¡Buenas tardes! Hoy os traigo una tarta de fondant. Ya tenía ganas de hacer una, pero el fondant no gusta a todo el mundo, ya que a mucha gente le parece demasiado dulce, y por ello, en la mayor parte de las ocasiones las tartas que hago son de crema. Esta vez resultó ser el regalo con el que culminó la fiesta sorpresa de un médico que consiguió la especialidad y al que su esposa quiso sorprender.
El sábado pasado fue la celebración y Ximena me pidió la semana anterior que le preparase una tarta con forma de bata de médico a su marido; con su camisa, corbata un bolígrafo en un bolsillo, unas cápsulas y unas tiritas en un lateral y el estetoscopio colgado del cuello, además de su nombre en la bata.
Una tarta enorme para unas treinta personas.

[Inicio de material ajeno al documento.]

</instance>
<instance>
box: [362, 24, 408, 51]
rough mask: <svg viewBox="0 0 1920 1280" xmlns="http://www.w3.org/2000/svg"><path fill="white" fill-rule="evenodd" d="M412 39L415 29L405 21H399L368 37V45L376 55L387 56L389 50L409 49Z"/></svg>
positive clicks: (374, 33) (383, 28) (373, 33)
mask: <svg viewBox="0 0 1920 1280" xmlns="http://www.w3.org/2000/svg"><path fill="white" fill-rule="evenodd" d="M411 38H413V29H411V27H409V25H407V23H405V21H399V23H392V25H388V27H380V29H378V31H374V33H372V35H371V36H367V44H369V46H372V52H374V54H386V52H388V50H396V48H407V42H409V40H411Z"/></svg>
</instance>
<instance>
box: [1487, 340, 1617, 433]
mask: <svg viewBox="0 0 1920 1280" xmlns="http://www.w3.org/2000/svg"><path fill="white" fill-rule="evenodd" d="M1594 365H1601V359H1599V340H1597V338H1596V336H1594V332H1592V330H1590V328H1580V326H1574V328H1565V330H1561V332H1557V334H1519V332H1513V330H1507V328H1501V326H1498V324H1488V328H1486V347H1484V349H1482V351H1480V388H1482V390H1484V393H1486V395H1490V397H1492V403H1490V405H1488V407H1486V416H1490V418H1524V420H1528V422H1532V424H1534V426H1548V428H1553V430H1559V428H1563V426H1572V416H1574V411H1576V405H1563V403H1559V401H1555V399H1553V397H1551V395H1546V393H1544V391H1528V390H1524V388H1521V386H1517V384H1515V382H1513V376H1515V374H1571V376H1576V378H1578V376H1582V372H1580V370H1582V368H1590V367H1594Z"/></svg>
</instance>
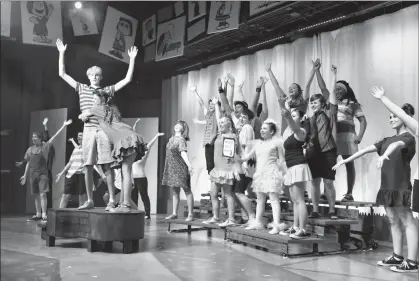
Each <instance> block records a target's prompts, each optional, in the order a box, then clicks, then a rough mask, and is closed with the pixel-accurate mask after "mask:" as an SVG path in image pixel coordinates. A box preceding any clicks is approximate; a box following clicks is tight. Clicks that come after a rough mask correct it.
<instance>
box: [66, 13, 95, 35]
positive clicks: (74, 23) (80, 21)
mask: <svg viewBox="0 0 419 281" xmlns="http://www.w3.org/2000/svg"><path fill="white" fill-rule="evenodd" d="M71 25H72V26H73V32H74V35H75V36H82V35H93V34H98V33H99V32H98V30H97V25H96V21H95V14H94V13H93V10H92V9H91V8H83V9H75V12H74V13H73V14H72V15H71Z"/></svg>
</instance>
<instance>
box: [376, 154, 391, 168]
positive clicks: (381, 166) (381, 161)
mask: <svg viewBox="0 0 419 281" xmlns="http://www.w3.org/2000/svg"><path fill="white" fill-rule="evenodd" d="M386 160H390V158H388V156H387V155H381V156H380V157H378V159H377V169H381V167H383V164H384V161H386Z"/></svg>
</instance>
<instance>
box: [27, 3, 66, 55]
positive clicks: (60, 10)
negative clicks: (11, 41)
mask: <svg viewBox="0 0 419 281" xmlns="http://www.w3.org/2000/svg"><path fill="white" fill-rule="evenodd" d="M21 13H22V41H23V43H26V44H35V45H44V46H53V47H55V42H56V41H57V39H58V38H63V28H62V22H61V2H52V1H22V2H21Z"/></svg>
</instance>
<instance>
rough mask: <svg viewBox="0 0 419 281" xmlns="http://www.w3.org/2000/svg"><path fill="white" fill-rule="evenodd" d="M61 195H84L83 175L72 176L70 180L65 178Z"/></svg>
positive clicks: (82, 174)
mask: <svg viewBox="0 0 419 281" xmlns="http://www.w3.org/2000/svg"><path fill="white" fill-rule="evenodd" d="M63 193H64V194H71V195H84V194H86V182H85V179H84V174H74V175H73V176H72V177H71V178H65V183H64V192H63Z"/></svg>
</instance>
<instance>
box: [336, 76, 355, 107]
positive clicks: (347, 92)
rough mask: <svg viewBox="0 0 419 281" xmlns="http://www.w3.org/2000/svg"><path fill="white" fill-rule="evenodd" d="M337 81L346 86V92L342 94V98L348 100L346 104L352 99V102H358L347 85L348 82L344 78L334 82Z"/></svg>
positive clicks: (338, 82) (349, 88) (347, 83)
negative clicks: (343, 94)
mask: <svg viewBox="0 0 419 281" xmlns="http://www.w3.org/2000/svg"><path fill="white" fill-rule="evenodd" d="M337 83H341V84H343V85H345V87H346V94H345V95H344V96H343V99H347V100H348V102H347V104H348V103H349V102H350V101H353V102H354V103H357V104H359V102H358V100H357V99H356V97H355V93H354V91H353V90H352V88H351V86H349V83H348V82H346V81H345V80H339V81H337V82H336V84H337Z"/></svg>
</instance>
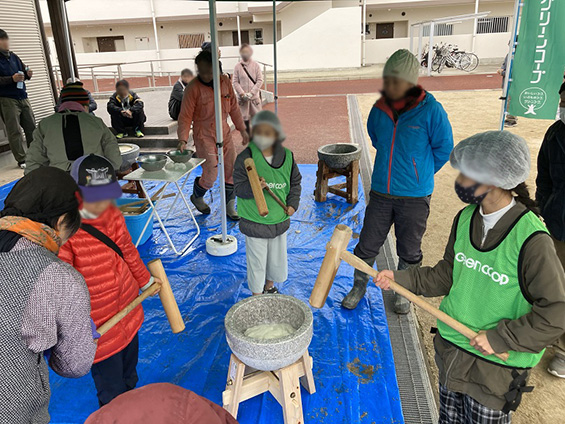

El bizcocho era de chocolate, relleno con una crema de merengue suizo con sabor a frambuesa. Cobertura y decoraciones de fondant.

En esta otra foto, se ven muy claros los pespuntes de la ropa y los detalle de los botones.
Esta tarta me llevó muchas horas de trabajo porque tiene muchos detalles, pero causó sensación y sorprendió al doctor homenajeado. A los invitados gustó mucho, según me comentó Ximena, y de sabor resultó riquísima. ¡Felicidades Doctor!
Saludos
María José
¡Y no os olvidéis de poner un dulce en vuestra vida!